GEMM Matrix Multiplication
CK Tile Engine GEMM is used to generate and run GEMM kernels with different combinations of BlockTile sizes, WarpTile sizes, WarpTile mapping for all valid pipelines, schedulers and epilogues.
Kernel Configurations
ser can provide kernel configuration such as tile size, warp size, padding, pipeline, scheduler and epilogue in the config file. For reference please see ./configs/user_provided_config.json. The Tile engine also has default kernel configuration to expand the range of kernel configuration which is saved in ./configs/default_config.json.
Build Instructions
# in the root of composable kernel create build directory
mkdir build && cd build
# build composable kernel
sh ../script/cmake-ck-dev.sh ../ <arch> # replace <arch> with the appropriate architecture (example gfx942) or leave blank
# generate the executable
make tile_engine_gemm -j
tile_engine_gemm will be located in the ./bin/ directory.
tile_engine_gemm must be rebuilt everytime instance_combination.json is modified.
rm -rf tile_engine/ && make tile_engine_gemm -j # rebuild
tile_engine_gemm inputs
-m The value for m dimension. Default is 3840.
-n The value for n dimension. Default is 4096.
-k The value for k dimension. Default is 2048.
-stride_a The stride value for tensor A. Default is 0.
-stride_b The stride value for tensor B. Default is 0.
-stride_c The stride value for tensor C Default is 0.
-split_k The split value for k dimension.

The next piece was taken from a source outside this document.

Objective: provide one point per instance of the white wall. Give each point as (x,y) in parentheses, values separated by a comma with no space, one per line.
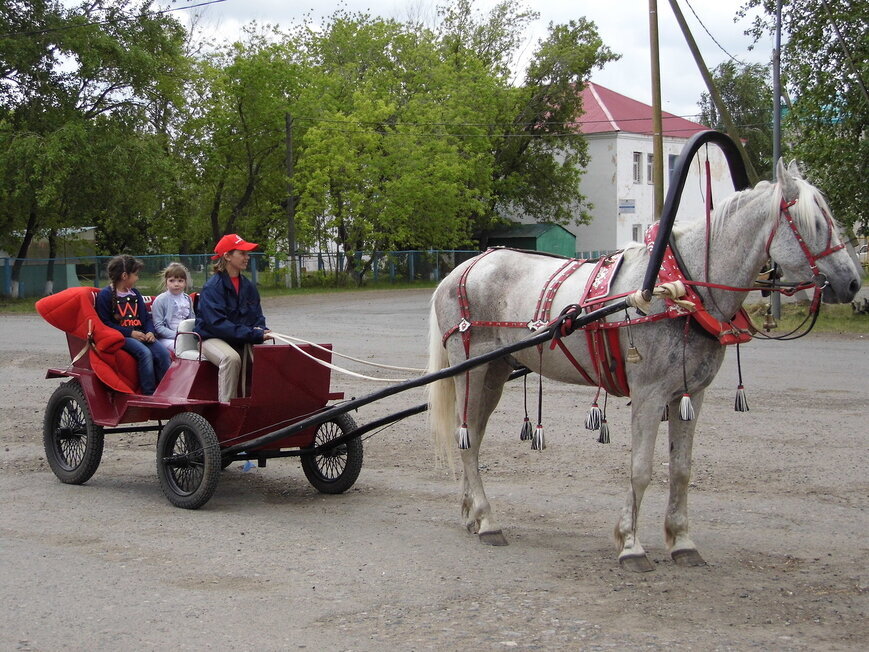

Default is 1.
-v The type of validation. Set to 0 for no validation, 1 for validation on CPU, or 2 for validation on GPU. Default is 2, validation on GPU.
-warmup The number of iterations before benchmark the kernel. Default is 50.
-repeat The number of iterations to benchmark the kernel. Default is 100.
-timer The type of timer. Possible values are gpu timer or cpu timer. Default is gpu timer.
-init The method of tensor initialization. Set to 0 for random, to 1 for linear, or 2 for constant(1). Default is 0, random.
-metric Metric with which to measure kernel performance. Set to 0 for latency, 1 for tflops, or 2 for bandwidth. Default is 0, latency.
-structured_sparsity whether use sparsity kernel or not. Possible values are true or false. Default is false.
-pipeline The type of pipeline. Possible values are compv3, compv4 or mem. Default is compv3.
-epilogue The type of epilogue. Possible values are cshuffle or default. Default is cshuffle.
-pad_m Whether pad or not in m direction. Possible values are true or false. Default is false.
-pad_n Whether pad or not in n direction. Possible values are true or false. Default is false.
-pad_k Whether pad or not in k direction. Possible values are true or false. Default is false.
Note: pipeline, scheduler, epilogue, pad_m, pad_n, pad_k should be one of the options specified in user_provided_config.json
Note: In ./configs/user_provided_config.json pipeline, scheduler, epilogue, pad_m, pad_n, pad_k should be from one of the values specified above.
Example
The following JSON file specifies parameters used to generate and build GEMM kernels across all possible combinations of pipelines, schedulers, epilogues with different tile and warp sizes.
{
/// other parameters ///
"tile_m": {
"values": [256]
},
"tile_n": {
"values": [256]
},
"tile_k": {
"values": [64, 32]
},
/// other parameters ///
"pipeline": {
"values": ["compv3", "compv4", "mem"]
},
"scheduler": {
"values": ["intrawave", "interwave"]
},
"epilogue": {
"values": ["default", "cshuffle"]
}
}
At runtime, a specific subset of the generated kernels can be selected using command-line arguments.
./bin/tile_engine_gemm -pipeline=compv3 -scheduler=intrawave -epilogue=default
The above command runs kernels configured with the compv3 pipeline, intrawave scheduler, and default epilogue, while sweeping over different BlockTile sizes, WarpTile sizes, and WarpTile mappings.